I watched him from the back window of the van as we drove away. I watched his big curly head of hair cut in two by a sweat band as it bobbed up and down. I stared until he became smaller and smaller and eventually faded from my sight. When he got to our van on the other side of the bridge he was sweaty, stinky and so happy. I knew right then that next year I would be out there with him. The next year all of my sisters ran with him. My mom drove the van while we made our way across the bridge and this tradition continued for many years until our cousins decided that hosting Thanksgiving was hard enough let alone providing shower facilities for their crazy cousins from Santa Rosa.
My dad continued to run and eventually started to enter races in which he won his age group almost every time. My mom continued to think he was crazy but would attend all the races and eventually his love of running passed on to my sisters and me. By then running was becoming popular and races were taking place almost every weekend. The Moscow Road Race, Kenwood, The Human Race and Young at Heart were my dad’s favorites. When we were going through his clothes after he died I found race t-shirts from the first Human Race held in Santa Rosa-circa 1982. He loved his race t-shirts. For $6 you could run a race, have a banana and a bagel and get a t-shirt. To my father who was as frugal as you will find, this was the best deal in town. When I was a freshman in college I asked him if he would run the San Francisco Marathon with me. He agreed until he saw the race entry fee was $20. This was the first time a race entry was double digits. He refused to pay the entry fee. He ran it with me as a bandit. At the finish line he was unable to get to the refreshment table without his race number. He grabbed a Mylar race blanket from the medical tent, wrapped that around him and walked right in. He eventually came to grips with the rising cost of entry fees but in 2007 when I told him I paid $150 for the New York Marathon he asked if that included air fare.

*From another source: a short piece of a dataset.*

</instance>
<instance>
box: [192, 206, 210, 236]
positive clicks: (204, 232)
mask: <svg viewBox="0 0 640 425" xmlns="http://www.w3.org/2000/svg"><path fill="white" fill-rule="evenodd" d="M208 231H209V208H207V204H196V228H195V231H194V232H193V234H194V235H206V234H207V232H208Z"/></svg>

The Moscow Road race was moved to Father’s Day in the 1980’s and this became a family tradition. It was the first race I ever beat my dad. I felt kind of bad about this. When Moscow Road race ended we did the Perry’s to Perry’s race in San Francisco. I just found the trophy my dad and I won in 1993 for the Father/Daughter division. My dad had to stop running shortly after that due to congestive heart failure. He still came to all the races and cheered us on and I always knew how much he missed running. One day not long before he died I was running in the park and decided to take a loop through Oakmont where he lived. I stopped for a glass of water. He was sitting in his back yard reading the paper or doing a crossword puzzle. He asked how the run was going and I told him I was feeling really good. He was never one to express feelings or want pity so I was surprised when he told me how much he missed that feeling. It was the first time I realized that someday I too, would lose the ability to run and enjoy the pleasure of a great run.
I miss you dad and as long as I can I will continue to enjoy and thank you for teaching and sharing with me the greater things in life; football, baseball, being a parent, beer and running!